経緯
人工衛星等の宇宙機の外表面には、断熱のため、高分子フィルムを積層した多層断熱材(MLI:Multi-Layer Insulation)が広く使用されています。多層断熱材の最外層には、耐熱性、耐放射線、耐紫外線性に優れるポリイミドフィルムが主に使われます。 しかし、地球低軌道環境においては、原子状酸素(AO:Atomic Oxygen;太陽の紫外線で原子状に解離した大気由来の酸素)が多く存在するため、これとの衝突によってポリイミドを含む高分子材料は浸食されてしまいます。
研究開発部門では、原子状酸素の影響と対策について、地上試験や軌道上での試験などを通じて研究を進めてきました。その知見を活かし「超低高度衛星技術試験機『つばめ』搭載『原子状酸素モニタシステム(AMO)』」の開発を行いました。
「つばめ」搭載AMOの概要
原子状酸素の計測に加え、13種類の材料への原子状酸素の影響の計測を行います。地球低軌道環境における長期にわたる原子状酸素計測は世界初となります。
原子状酸素フルエンス計測(AOFS)
下図に示す原子状酸素計測センサを8つ衛星に搭載しています。6つは衛星の各面に搭載し、地球低軌道環境における原子状酸素の量を測定します。また残りの2つを用いて、バックグラウンド*を計測します。
*宇宙環境下では宇宙機(人工衛星、探査機)自身の材料から放出されたガスが、宇宙機に搭載されているカメラのレンズなどに付着し、 取得データの劣化を引き起こすことが知られています。
地球低軌道における原子状酸素の実測データを取得し、現状の中性大気密度モデルとの比較を行います。本実験により、低軌道における衛星の設計指針の確立や大気密度モデルの精度向上を目指しています。
材料劣化モニタ
衛星に用いられる13種類の材料サンプルを搭載、カメラにより定期的に撮像し、サンプルの劣化状況を確認します。

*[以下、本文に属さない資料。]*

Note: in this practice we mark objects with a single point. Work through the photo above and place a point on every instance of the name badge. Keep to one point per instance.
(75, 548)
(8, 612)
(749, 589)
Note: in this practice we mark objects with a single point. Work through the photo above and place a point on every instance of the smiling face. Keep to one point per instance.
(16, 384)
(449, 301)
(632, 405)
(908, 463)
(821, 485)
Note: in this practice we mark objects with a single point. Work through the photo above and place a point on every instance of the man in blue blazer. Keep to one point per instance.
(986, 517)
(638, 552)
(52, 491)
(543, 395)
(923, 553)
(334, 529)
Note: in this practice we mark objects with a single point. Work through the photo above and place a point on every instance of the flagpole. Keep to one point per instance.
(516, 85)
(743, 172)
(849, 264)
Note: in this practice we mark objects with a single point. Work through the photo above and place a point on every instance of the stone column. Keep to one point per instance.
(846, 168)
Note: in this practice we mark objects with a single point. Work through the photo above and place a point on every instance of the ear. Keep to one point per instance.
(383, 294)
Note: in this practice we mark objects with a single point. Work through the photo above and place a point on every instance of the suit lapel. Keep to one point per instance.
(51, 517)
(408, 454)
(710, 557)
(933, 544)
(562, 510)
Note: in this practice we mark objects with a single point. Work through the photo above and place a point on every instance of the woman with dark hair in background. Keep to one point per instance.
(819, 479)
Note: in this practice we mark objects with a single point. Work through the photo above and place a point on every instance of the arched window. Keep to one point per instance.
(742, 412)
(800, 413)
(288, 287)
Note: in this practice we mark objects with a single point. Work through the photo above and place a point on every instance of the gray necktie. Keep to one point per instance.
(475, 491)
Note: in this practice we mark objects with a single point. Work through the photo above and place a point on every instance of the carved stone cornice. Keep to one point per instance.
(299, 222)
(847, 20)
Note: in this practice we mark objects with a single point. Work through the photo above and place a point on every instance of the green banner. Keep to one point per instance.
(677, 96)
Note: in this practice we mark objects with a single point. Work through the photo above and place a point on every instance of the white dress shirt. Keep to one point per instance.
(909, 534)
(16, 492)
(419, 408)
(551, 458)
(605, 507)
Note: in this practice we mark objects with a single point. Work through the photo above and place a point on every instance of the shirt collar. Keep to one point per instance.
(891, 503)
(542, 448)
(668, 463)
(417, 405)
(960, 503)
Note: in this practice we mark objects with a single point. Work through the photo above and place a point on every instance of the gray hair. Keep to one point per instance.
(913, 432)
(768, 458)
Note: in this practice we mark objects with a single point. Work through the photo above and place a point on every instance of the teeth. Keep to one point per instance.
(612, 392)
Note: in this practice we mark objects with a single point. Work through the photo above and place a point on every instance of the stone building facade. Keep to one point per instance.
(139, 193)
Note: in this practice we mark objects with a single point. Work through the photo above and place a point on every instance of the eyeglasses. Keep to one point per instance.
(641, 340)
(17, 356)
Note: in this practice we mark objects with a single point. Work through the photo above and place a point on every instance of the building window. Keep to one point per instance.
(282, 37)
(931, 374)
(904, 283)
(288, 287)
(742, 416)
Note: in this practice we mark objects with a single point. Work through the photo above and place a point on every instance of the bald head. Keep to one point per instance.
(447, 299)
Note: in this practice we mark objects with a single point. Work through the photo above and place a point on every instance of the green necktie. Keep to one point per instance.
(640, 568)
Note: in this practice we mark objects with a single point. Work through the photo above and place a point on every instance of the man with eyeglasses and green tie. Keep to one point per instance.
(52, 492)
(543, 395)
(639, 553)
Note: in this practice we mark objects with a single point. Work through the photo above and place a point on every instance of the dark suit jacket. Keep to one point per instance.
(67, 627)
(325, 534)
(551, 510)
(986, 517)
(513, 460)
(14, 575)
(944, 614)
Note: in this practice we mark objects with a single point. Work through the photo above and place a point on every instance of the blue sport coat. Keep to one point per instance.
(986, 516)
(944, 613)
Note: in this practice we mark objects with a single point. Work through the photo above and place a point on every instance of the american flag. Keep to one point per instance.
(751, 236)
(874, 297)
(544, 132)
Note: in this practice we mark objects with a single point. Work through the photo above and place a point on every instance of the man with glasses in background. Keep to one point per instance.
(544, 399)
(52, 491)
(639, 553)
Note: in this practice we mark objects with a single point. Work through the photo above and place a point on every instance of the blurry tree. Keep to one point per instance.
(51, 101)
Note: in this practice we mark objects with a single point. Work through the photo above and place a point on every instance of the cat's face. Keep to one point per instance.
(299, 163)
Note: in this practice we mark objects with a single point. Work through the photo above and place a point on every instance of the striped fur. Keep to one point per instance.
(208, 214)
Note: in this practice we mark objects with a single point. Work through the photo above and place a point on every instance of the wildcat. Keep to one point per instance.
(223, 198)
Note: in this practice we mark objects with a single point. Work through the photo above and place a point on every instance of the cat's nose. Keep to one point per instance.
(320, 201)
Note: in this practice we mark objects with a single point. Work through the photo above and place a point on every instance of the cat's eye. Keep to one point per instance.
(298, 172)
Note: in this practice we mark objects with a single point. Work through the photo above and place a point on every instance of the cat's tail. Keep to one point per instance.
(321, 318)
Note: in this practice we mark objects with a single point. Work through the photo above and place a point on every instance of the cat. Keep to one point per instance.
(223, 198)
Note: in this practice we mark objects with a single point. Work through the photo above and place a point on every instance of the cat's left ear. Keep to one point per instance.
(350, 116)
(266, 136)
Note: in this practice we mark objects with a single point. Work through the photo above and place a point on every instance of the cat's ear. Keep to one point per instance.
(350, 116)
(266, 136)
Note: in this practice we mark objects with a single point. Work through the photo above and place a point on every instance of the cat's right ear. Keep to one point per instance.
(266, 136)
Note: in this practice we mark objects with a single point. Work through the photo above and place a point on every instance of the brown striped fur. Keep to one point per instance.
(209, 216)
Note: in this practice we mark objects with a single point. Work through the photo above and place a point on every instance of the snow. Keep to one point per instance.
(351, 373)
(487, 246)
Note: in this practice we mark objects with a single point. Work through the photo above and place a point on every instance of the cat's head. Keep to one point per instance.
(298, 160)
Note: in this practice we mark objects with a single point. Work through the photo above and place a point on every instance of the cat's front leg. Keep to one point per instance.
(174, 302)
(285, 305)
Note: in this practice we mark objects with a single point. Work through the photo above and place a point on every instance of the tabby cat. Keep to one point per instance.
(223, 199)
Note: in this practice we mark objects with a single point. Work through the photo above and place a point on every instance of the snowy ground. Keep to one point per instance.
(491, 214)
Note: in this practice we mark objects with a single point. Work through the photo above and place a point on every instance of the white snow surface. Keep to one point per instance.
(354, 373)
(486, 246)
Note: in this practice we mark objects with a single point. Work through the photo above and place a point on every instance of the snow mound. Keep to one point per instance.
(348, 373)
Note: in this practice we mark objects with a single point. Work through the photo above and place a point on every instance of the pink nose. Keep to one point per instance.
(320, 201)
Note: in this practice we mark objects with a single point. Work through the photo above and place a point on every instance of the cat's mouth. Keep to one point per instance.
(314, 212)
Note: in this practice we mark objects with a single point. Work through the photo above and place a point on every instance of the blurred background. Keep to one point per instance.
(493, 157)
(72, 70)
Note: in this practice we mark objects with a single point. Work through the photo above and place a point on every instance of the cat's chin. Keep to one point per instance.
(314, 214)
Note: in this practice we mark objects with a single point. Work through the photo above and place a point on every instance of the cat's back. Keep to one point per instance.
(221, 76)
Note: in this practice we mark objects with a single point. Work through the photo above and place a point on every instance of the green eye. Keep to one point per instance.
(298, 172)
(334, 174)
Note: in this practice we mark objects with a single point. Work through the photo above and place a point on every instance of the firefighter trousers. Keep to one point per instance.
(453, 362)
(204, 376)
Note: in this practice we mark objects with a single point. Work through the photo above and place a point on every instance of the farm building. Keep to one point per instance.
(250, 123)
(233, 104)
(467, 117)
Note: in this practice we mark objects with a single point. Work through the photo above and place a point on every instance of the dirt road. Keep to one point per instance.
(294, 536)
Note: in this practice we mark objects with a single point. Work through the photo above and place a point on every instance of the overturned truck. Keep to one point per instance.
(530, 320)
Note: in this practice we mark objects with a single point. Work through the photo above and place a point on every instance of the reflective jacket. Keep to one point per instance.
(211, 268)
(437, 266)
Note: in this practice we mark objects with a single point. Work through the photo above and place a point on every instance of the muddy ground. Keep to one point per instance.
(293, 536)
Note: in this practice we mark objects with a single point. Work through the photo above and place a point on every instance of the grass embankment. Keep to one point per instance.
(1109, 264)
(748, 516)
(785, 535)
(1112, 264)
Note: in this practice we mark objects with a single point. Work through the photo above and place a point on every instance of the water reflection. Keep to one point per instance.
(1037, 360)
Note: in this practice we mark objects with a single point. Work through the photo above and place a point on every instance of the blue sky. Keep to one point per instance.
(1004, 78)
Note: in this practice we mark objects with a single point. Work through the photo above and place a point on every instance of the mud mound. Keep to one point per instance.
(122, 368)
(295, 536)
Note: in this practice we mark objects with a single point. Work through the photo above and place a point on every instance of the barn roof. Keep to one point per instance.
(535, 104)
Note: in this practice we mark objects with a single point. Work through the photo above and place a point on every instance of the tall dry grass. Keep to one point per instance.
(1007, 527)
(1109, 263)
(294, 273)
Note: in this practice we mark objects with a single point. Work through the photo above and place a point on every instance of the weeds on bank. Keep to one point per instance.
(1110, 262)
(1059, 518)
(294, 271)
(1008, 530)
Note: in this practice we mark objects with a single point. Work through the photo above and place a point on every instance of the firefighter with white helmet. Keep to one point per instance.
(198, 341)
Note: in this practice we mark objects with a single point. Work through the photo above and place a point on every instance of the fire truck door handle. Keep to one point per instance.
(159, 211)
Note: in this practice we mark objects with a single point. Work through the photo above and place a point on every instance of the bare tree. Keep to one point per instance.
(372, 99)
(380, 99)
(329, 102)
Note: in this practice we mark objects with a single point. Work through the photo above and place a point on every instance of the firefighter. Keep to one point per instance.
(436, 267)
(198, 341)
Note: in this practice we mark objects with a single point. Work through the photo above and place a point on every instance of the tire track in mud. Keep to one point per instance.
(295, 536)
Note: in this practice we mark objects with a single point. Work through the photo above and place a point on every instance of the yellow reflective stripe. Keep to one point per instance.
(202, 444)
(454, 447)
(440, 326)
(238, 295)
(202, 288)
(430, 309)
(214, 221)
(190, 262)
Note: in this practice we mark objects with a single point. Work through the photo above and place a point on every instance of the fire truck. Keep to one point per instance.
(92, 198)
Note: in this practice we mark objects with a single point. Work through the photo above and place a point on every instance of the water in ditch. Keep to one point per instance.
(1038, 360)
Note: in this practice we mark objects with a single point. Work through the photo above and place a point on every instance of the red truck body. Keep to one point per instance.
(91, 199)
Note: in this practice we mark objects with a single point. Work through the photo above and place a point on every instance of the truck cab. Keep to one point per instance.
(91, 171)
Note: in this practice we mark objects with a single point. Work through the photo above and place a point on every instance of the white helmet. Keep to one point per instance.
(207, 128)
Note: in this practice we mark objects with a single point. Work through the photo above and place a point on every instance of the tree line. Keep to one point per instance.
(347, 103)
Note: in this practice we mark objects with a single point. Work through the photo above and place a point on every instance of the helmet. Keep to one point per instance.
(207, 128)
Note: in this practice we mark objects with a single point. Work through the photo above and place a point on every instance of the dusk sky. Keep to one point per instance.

画像データと上記のAOFSのデータから、材料サンプルの地球低軌道環境における劣化具合を評価します。
今後の予定
AMOで得られたデータは、将来の超低高度衛星の開発にあたり、材料選定に資する知見を得るとともに、これまで計測値に基づく原子状酸素の環境モデルを構築することにより、宇宙機への原子状酸素による影響の評価と対策に寄与します。